That's pretty much what I used to think when someone would tell me they were pansexual and a lot of people still think that.

Of course, some pan (short for "pansexual") are attracted to every genders. Their attraction is not based on how the person identifies but rather and simply on how the person is and looks like. Pan people sometimes call themselves "gender-blind" meaning that gender/sex isn't a criteria to their sexual, aesthetic and romantic attraction.

But it's a bit more complicated than that and the exact definition of the label "pansexual" is still widely debated. Or rather, it is to what extent is the term "pansexual" inclusive compared to "bisexual" that is questioned.

Again, I really think you have to be pansexual to really understand the feeling. I am not and if you are, feel free to comment so I can modify this chapter and so everyone can learn.

But in my view, a pansexual person is someone who is attracted to two or more genders, including transgenders and non-binary genders. To me, being bisexual and feeling attraction to a trans/non-binary gender is being part of a small group of pansexual. And a pansexual attracted to only two genders can call themselves bisexual.

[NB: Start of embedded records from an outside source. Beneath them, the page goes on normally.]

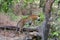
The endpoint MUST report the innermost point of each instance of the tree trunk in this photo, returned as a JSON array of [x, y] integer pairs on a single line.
[[47, 11]]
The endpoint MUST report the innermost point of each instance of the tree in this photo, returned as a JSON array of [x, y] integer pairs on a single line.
[[47, 12]]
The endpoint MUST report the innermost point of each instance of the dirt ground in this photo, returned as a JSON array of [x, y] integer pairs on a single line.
[[9, 34]]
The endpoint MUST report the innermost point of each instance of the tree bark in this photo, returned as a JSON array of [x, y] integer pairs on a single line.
[[47, 11]]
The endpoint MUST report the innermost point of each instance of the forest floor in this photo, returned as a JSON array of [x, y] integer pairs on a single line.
[[8, 34]]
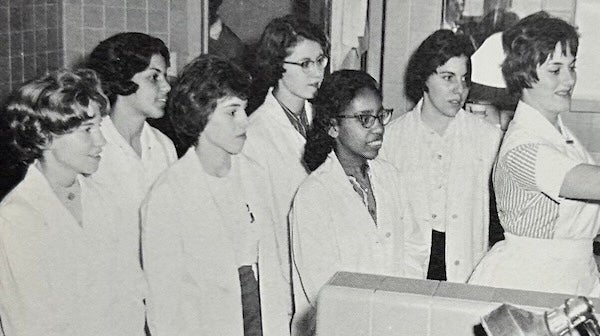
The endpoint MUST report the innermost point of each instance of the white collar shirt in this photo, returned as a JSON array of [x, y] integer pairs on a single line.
[[191, 249], [127, 177], [277, 148], [448, 181]]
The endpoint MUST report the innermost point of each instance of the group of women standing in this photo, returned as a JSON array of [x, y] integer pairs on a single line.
[[110, 234]]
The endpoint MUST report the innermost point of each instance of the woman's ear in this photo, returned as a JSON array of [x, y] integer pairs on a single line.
[[333, 129]]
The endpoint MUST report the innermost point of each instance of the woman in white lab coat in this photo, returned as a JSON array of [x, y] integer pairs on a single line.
[[58, 247], [206, 244], [132, 68], [290, 60], [348, 214], [547, 184]]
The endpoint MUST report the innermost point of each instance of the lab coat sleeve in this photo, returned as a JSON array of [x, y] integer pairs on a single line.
[[30, 303], [162, 261], [315, 257]]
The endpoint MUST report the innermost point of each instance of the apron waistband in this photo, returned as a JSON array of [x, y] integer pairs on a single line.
[[551, 248]]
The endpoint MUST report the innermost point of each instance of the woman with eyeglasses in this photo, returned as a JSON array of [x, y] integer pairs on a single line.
[[446, 155], [291, 57], [347, 215]]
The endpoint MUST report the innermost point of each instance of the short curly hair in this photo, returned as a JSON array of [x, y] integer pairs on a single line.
[[274, 45], [118, 58], [43, 108], [194, 95], [529, 43], [434, 52], [333, 97]]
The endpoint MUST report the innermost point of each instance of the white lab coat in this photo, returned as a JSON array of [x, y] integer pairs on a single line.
[[333, 231], [128, 177], [60, 278], [467, 188], [276, 146], [189, 261]]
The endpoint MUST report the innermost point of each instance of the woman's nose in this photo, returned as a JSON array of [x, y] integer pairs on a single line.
[[165, 86], [99, 139]]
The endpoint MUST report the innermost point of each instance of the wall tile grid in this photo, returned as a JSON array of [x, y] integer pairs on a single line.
[[87, 22], [30, 40]]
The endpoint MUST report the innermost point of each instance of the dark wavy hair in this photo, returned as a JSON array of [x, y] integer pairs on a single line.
[[194, 95], [434, 52], [43, 108], [118, 58], [333, 97], [529, 43], [274, 45]]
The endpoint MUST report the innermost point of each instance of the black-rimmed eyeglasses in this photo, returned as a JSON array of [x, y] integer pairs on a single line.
[[307, 65], [368, 120]]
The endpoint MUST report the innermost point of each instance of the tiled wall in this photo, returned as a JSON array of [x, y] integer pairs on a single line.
[[30, 40], [87, 22]]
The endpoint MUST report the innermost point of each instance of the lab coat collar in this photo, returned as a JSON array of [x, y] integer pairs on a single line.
[[112, 135], [272, 108], [460, 115]]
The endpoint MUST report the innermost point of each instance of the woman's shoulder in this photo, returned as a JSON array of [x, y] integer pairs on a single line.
[[16, 211]]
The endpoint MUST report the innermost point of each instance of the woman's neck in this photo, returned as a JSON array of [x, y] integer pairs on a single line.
[[353, 167], [128, 123], [56, 176], [215, 161], [291, 101], [433, 118]]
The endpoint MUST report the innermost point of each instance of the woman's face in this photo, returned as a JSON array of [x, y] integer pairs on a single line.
[[551, 94], [295, 80], [354, 142], [226, 127], [151, 96], [447, 88], [77, 152]]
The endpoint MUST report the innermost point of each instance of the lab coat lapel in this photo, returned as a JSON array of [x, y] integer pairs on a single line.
[[338, 181], [207, 239]]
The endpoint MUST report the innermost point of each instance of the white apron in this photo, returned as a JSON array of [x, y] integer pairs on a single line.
[[565, 262]]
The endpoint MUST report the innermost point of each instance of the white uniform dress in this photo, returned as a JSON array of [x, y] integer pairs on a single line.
[[333, 231], [448, 180], [548, 244], [58, 276], [192, 234], [277, 147], [128, 177]]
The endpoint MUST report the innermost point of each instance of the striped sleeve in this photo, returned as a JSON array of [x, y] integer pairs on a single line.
[[539, 167], [520, 163]]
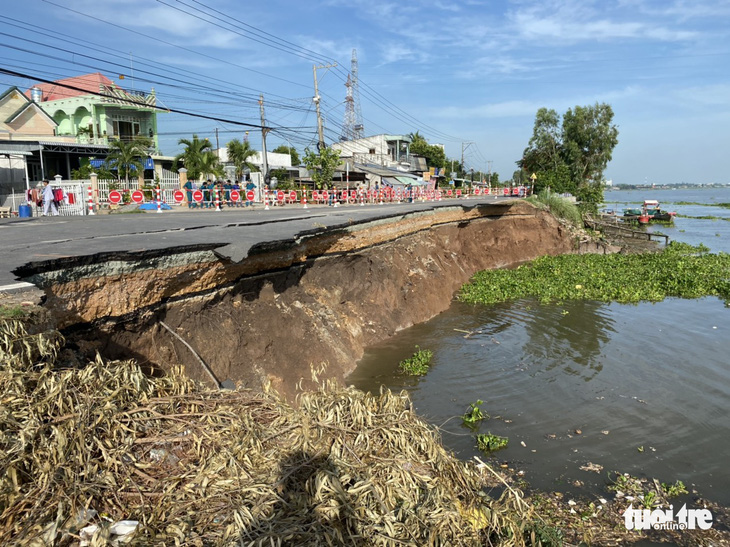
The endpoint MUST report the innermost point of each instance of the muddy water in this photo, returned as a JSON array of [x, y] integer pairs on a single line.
[[625, 376], [647, 386]]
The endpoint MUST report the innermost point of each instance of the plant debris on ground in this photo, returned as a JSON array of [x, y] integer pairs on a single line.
[[96, 453]]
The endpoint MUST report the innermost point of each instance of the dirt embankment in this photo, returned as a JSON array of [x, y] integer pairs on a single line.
[[317, 299]]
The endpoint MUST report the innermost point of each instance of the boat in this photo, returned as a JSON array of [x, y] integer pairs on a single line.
[[650, 211]]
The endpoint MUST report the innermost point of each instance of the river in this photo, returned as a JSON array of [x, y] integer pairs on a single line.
[[642, 389]]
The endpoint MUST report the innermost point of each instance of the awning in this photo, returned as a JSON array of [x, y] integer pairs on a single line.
[[148, 163], [408, 180], [392, 182]]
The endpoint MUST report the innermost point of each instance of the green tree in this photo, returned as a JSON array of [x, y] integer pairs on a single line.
[[589, 138], [210, 165], [239, 154], [192, 156], [571, 156], [322, 166], [126, 156], [284, 149]]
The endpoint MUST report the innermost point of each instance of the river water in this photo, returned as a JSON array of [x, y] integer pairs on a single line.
[[647, 385]]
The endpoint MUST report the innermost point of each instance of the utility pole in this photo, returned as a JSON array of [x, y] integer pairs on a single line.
[[316, 99], [468, 144], [264, 131]]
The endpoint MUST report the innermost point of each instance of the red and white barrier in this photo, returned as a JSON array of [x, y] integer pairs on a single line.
[[91, 201]]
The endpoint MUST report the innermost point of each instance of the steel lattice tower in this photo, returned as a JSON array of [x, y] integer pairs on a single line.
[[353, 127]]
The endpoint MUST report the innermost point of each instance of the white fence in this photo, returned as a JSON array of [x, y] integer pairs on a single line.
[[73, 203]]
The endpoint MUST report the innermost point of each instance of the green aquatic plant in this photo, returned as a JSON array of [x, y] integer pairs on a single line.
[[418, 363], [674, 490], [487, 442], [473, 415], [11, 312], [680, 270]]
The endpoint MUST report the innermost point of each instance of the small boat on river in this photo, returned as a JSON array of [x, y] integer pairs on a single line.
[[650, 211]]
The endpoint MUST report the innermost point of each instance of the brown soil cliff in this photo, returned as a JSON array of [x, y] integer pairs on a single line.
[[320, 300]]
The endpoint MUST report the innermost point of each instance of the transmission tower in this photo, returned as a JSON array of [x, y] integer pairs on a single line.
[[353, 128]]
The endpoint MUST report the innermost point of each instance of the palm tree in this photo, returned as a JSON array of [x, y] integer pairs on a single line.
[[125, 156], [192, 157], [239, 153], [210, 164]]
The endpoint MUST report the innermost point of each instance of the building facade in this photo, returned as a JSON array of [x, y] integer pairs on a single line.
[[383, 150], [93, 109]]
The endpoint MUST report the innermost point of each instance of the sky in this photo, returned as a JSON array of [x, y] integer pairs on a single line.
[[468, 74]]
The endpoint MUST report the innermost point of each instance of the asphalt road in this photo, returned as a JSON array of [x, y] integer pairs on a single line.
[[236, 230]]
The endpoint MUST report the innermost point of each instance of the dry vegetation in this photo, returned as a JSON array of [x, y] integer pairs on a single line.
[[83, 448]]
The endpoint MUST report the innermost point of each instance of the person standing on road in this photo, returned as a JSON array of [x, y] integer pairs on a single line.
[[49, 203]]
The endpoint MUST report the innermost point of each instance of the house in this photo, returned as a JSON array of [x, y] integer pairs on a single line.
[[274, 161], [45, 130], [22, 118], [383, 150], [95, 110]]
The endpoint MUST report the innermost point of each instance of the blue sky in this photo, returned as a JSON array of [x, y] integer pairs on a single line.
[[469, 75]]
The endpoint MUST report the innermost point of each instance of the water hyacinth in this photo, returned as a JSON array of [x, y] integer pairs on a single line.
[[680, 270]]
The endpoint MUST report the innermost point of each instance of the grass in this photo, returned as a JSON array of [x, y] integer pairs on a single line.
[[558, 206]]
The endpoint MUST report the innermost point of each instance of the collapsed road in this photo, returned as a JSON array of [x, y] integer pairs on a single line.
[[259, 297]]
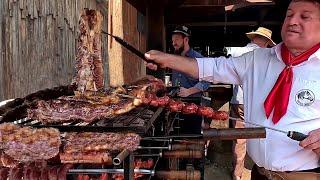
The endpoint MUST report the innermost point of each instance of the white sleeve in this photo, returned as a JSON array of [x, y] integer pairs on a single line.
[[224, 70]]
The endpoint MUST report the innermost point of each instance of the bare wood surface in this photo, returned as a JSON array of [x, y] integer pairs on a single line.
[[124, 65], [179, 175]]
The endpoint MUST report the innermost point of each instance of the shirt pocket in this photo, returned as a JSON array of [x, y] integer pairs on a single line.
[[304, 100]]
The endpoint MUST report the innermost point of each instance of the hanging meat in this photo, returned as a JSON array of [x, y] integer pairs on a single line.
[[89, 65], [27, 144], [90, 147]]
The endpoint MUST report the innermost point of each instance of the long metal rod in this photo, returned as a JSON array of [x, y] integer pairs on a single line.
[[112, 171], [255, 124]]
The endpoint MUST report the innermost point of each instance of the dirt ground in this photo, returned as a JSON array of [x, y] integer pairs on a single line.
[[219, 162]]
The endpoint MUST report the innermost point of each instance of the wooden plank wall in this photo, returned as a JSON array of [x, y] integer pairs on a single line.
[[39, 43], [124, 66]]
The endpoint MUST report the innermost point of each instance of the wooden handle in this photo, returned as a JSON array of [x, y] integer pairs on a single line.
[[191, 154], [179, 175], [234, 133]]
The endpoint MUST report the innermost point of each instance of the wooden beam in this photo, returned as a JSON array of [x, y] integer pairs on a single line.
[[240, 23], [155, 29], [140, 5], [210, 2]]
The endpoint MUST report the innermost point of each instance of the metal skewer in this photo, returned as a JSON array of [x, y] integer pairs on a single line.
[[298, 136], [130, 47]]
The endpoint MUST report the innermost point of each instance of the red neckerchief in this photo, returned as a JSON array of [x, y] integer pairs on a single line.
[[278, 98]]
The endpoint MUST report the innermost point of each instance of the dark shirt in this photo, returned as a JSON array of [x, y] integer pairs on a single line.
[[183, 80]]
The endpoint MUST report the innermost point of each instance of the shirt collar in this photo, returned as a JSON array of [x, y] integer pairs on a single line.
[[189, 53], [252, 45], [277, 50]]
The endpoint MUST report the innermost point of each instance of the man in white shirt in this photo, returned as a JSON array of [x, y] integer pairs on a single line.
[[281, 89], [261, 38]]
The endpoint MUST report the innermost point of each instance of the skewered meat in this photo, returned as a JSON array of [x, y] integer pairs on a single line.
[[104, 176], [94, 157], [57, 111], [15, 173], [88, 106], [4, 172], [89, 64], [176, 106], [8, 161], [190, 108], [63, 170], [207, 112], [220, 115], [139, 164], [163, 101], [90, 141]]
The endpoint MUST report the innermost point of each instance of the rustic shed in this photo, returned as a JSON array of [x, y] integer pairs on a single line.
[[38, 43]]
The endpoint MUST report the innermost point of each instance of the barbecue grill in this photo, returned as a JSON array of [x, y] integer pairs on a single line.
[[155, 126]]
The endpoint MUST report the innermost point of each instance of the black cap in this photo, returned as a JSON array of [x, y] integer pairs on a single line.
[[183, 30]]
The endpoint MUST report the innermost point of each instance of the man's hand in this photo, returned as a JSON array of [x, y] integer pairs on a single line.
[[312, 142], [184, 92], [158, 57]]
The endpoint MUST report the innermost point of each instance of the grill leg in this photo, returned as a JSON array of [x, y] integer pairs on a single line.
[[129, 167]]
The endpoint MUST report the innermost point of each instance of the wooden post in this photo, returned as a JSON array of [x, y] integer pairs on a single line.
[[155, 30]]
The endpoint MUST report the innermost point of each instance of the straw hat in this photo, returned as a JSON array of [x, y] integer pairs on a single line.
[[262, 32], [183, 30]]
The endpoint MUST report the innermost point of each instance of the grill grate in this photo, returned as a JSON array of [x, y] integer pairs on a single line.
[[139, 120]]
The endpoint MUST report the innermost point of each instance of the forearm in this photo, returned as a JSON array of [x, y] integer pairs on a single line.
[[193, 90], [183, 64]]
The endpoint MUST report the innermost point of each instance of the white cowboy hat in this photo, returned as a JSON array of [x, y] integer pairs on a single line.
[[261, 31]]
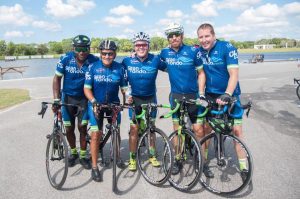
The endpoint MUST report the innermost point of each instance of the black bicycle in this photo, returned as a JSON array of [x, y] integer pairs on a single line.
[[188, 154], [154, 153], [57, 147], [112, 131], [227, 156], [298, 87]]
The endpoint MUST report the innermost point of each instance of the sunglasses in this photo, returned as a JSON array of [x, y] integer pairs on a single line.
[[177, 34], [81, 49], [110, 54], [141, 45]]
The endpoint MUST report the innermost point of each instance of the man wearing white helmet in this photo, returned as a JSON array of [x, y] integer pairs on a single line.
[[186, 75], [141, 71]]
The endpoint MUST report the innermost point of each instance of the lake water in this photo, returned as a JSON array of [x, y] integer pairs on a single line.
[[46, 67]]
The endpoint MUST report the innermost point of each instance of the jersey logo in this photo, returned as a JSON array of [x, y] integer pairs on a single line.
[[87, 76], [233, 54]]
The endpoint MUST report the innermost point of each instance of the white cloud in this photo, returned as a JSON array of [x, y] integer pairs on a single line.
[[292, 8], [145, 2], [72, 8], [237, 4], [14, 15], [13, 34], [128, 30], [47, 25], [174, 13], [267, 15], [125, 10], [118, 21], [207, 8]]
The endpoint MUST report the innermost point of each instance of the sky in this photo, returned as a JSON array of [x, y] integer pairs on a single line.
[[32, 21]]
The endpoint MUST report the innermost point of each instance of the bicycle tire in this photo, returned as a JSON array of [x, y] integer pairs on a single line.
[[227, 178], [155, 175], [114, 145], [57, 151], [298, 91], [191, 164]]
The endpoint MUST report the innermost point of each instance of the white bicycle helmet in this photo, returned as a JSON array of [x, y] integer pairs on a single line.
[[174, 27], [140, 36]]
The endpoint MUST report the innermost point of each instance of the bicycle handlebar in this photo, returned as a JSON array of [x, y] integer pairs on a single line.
[[150, 105], [45, 106], [198, 102]]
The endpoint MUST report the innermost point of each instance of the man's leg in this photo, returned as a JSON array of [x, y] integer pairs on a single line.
[[133, 139], [95, 141]]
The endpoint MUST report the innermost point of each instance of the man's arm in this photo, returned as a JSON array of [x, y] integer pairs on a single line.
[[201, 81], [233, 79], [56, 86]]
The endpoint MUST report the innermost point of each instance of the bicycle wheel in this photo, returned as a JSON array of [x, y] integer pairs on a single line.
[[228, 178], [114, 151], [57, 159], [154, 156], [298, 91], [188, 158]]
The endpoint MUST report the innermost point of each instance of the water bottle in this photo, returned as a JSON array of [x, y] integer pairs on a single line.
[[128, 93]]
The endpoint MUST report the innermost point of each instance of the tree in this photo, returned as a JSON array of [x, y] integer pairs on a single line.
[[2, 47], [42, 49], [56, 47], [66, 45], [10, 49]]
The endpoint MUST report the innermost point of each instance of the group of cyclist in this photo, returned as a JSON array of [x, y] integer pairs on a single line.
[[209, 71]]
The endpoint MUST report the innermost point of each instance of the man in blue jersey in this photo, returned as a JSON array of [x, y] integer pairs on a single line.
[[71, 68], [186, 74], [220, 60], [141, 71], [101, 86]]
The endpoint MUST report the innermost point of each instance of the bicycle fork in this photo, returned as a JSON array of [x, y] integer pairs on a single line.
[[219, 149]]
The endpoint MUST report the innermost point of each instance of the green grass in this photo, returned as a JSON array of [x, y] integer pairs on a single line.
[[10, 97]]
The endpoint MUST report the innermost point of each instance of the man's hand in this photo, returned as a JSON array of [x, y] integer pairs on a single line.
[[224, 99], [129, 100], [56, 105]]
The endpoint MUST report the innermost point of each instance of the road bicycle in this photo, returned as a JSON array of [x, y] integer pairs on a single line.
[[57, 147], [188, 154], [298, 87], [227, 156], [153, 143]]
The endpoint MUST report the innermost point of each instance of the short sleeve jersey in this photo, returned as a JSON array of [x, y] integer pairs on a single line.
[[182, 67], [73, 76], [141, 75], [105, 81], [216, 63]]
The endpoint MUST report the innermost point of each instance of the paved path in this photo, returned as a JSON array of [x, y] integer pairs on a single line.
[[272, 133]]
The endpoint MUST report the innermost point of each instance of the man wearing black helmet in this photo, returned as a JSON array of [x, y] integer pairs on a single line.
[[141, 72], [71, 68], [102, 84]]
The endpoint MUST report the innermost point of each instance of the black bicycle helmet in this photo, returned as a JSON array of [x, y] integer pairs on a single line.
[[81, 41], [108, 45]]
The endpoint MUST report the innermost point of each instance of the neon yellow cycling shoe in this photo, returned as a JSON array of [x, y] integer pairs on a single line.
[[154, 162], [132, 165]]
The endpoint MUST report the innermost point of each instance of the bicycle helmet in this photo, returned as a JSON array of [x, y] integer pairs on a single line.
[[140, 36], [108, 45], [174, 27], [81, 41]]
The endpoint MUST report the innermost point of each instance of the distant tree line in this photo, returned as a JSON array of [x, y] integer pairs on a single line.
[[124, 45]]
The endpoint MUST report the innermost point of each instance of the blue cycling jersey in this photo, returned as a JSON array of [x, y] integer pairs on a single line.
[[216, 63], [105, 81], [141, 75], [74, 76], [182, 67]]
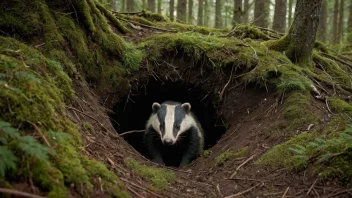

But please do not push this definition on people. First, because this in only my definition (some people for example rather think that pansexuality is a branch of bisexuality, not the other way around) and second, because people are free to feel what they want and free of considering being part of the pansexual community or not.

The P in the LGBTQA+ community can also mean polyamorous (often shortened to "poly" though this abbreviation seems claimed by Polynesians), which means that one can have feelings and be romantically engaged to two or more people at the same time.

Though many pansexual people also consider themselves polyamorous, not every pan is poly and any other sexuality can be completed with the adjective polyamorous. You can even be a cishet and be polyamorous (and some people will say you now belong to the LGBTQA+ community).

But unlike pansexuality, polyamory is not a sexuality, but rather a way of living, a term showing that you are able to love more than one individual at once.

Anyway, pansexual and/or polyamorous people are not undecided (or cheating on their first partner). They exist and are valid.

And, just as for the label "bisexual" (or any other label) it is completely okay to consider yourself pansexual and then realize you're not. But again, be careful considering yourself a sexuality/gender you're not and be careful not hurting and/or invalidating someone or a group as you re-label yourself (see chapter "Questioning").